Two worked concepts:

concept persistence cardinality eviction behaviour
Position.CurrentArea session 1 recency only the latest place; a new area overwrites the old
ArtInterest.Medium long_term 8 salience up to eight interests; the weakest is dropped when a ninth arrives

cardinality: 1, eviction: recency is exactly the old superseded behaviour — now expressible alongside bounded plurality ("keep the strongest 5"), which update_policy could not express.

Migrating from update_policy (deprecated)

Concepts that still declare update_policy keep working and emit a DeprecationWarning at MemoryStore construction. Replace it with explicit cardinality/eviction using this mapping:

legacy update_policy cardinality eviction
superseded 1 recency
mutable "unlimited" salience
monotonic "unlimited" salience

(monotonic and mutable behaved identically in practice — both accumulated and never evicted — so both map to unlimited + salience.)

Heuristics for assigning a persistence class:

  • permanent — things you must not forget mid-session: disabilities, language preference, allergies, account tier, jurisdiction.
  • long_term — soft preferences worth carrying forward across turns and ideally across sessions: favorite styles, repeated requests, named entities the user cares about.
  • session — bounds of this conversation: time budget, current goal, who's in the room.
  • ephemeral — should vanish in a few turns if not re-mentioned: immediate needs, transient mood, just-asked questions.

When in doubt, choose the shorter lifetime. Over-retention causes prompt bloat and stale recommendations; under-retention is recoverable because the user usually re-states what matters.

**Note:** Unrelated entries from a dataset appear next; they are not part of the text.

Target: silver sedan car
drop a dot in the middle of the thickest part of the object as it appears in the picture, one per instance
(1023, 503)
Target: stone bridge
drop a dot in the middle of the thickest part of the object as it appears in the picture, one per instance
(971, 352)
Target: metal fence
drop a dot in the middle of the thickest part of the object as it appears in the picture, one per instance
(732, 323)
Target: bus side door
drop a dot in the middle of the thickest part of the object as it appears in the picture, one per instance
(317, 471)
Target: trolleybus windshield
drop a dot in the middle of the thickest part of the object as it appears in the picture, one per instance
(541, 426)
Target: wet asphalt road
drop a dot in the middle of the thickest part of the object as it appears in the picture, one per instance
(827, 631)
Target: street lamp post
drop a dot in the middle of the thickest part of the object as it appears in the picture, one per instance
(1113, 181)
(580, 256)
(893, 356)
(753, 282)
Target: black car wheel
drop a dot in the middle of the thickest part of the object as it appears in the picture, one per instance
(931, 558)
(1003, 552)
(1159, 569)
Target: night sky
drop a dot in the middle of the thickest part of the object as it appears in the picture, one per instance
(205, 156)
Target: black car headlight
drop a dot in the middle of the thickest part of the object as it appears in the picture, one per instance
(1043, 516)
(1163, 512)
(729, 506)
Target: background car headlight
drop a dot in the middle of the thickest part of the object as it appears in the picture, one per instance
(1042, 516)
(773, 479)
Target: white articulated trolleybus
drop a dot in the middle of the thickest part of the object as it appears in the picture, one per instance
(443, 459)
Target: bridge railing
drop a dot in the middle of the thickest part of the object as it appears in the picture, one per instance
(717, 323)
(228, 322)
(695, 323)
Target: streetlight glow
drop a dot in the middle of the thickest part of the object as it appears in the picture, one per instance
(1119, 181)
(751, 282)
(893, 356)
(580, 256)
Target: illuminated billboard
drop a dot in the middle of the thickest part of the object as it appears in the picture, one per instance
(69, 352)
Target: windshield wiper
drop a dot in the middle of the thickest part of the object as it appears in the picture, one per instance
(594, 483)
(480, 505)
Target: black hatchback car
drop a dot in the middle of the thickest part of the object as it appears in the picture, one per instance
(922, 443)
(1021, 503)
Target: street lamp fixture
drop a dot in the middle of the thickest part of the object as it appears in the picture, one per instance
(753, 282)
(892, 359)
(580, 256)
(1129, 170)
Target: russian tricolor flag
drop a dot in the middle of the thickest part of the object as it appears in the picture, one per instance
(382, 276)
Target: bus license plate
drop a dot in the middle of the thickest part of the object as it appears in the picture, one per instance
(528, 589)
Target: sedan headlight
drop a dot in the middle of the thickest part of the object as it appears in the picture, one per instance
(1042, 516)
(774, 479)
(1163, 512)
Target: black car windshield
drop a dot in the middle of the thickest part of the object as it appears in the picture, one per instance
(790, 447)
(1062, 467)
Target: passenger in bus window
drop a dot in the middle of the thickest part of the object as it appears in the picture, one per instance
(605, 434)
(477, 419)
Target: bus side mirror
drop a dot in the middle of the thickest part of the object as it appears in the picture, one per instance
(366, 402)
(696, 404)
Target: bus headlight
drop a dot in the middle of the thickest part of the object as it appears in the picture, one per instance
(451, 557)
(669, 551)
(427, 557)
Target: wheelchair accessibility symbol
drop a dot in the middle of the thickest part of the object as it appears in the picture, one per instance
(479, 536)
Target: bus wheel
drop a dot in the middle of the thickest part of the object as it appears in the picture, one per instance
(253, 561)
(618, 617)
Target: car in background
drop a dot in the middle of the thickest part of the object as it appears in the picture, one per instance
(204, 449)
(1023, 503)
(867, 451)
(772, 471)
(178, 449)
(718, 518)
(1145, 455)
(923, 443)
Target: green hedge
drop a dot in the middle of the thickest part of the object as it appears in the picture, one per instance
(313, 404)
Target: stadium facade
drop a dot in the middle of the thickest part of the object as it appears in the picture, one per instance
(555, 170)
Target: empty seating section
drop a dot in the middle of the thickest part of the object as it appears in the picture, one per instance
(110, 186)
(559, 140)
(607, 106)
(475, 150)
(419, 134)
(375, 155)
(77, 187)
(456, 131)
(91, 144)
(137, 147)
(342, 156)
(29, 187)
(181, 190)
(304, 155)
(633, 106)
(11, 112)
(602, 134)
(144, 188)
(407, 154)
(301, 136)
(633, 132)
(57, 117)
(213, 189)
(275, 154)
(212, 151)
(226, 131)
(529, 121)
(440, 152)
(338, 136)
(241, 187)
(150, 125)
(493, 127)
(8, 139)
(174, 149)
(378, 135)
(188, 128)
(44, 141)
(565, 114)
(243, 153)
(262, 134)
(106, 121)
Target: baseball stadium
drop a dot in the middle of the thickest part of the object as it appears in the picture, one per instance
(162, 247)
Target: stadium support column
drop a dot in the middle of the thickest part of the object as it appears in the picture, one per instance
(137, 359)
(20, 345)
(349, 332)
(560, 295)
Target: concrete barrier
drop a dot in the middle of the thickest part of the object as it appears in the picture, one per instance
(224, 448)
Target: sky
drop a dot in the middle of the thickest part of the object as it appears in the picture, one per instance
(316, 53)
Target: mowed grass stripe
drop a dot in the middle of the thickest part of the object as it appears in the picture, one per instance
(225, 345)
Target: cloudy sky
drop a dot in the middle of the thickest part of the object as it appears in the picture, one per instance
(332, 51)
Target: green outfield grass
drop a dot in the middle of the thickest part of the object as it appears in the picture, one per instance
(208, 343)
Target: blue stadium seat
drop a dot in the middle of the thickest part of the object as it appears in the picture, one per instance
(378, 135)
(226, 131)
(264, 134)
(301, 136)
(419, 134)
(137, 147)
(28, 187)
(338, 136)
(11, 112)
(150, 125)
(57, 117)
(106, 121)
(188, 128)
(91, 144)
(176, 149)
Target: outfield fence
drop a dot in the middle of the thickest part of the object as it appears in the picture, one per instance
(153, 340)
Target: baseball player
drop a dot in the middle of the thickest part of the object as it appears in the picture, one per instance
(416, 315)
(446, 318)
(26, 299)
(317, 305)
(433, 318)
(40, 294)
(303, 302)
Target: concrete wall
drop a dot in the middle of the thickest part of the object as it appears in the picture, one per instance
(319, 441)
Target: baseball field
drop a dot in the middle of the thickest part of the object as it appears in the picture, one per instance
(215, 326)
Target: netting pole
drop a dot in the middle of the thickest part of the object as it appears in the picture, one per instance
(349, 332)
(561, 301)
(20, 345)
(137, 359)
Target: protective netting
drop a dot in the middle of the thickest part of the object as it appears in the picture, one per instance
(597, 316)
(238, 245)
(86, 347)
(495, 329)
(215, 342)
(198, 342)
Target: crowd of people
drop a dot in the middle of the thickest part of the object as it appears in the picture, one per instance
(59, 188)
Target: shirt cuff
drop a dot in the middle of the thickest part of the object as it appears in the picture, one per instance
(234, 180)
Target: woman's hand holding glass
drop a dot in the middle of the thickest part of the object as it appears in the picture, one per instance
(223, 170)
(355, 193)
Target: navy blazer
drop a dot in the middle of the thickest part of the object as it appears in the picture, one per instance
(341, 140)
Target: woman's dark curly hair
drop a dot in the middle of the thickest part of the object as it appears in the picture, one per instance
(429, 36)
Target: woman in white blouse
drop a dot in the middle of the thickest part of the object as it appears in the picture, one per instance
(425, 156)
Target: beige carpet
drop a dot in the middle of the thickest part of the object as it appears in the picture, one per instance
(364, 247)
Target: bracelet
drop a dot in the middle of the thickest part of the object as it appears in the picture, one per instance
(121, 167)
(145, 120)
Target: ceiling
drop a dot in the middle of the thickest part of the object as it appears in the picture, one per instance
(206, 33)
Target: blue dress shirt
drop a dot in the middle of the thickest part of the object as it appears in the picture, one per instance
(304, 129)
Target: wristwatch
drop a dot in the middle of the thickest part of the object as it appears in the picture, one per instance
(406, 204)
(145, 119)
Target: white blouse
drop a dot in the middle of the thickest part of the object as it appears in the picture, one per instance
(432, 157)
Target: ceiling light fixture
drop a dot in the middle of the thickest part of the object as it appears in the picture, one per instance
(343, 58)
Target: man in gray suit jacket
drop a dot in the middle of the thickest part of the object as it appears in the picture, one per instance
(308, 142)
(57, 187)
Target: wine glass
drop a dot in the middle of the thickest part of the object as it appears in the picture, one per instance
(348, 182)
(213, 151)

A complete worked ontology lives in examples/museum_chatbot/ontology.json.


Swapping the LLM provider

extract_facts() is a thin wrapper over OpenRouter. To swap, copy it and replace just the HTTP block. The system prompt and catalog builder are part of the public API:

import json
from ontocontext import build_concept_catalog, EXTRACTOR_SYSTEM

def extract_facts_anthropic(user_msg, bot_msg, ontology, client):
    system_prompt = EXTRACTOR_SYSTEM.format(catalog=build_concept_catalog(ontology))
    convo = f"USER: {user_msg}" + (f"\nASSISTANT: {bot_msg}" if bot_msg else "")
    resp = client.messages.create(
        model="claude-haiku-4-5-20251001",
        system=system_prompt,
        messages=[{"role": "user", "content": convo}],
        temperature=0,
        max_tokens=512,
    )
    data = json.loads(resp.content[0].text)
    # Keep the defensive validation from the bundled extractor verbatim:
    return [f for f in data.get("facts", [])
            if isinstance(f, dict)
            and f.get("concept") in ontology["concepts"]
            and f.get("polarity") in ("asserted", "negated")
            and f.get("value") and f.get("evidence")]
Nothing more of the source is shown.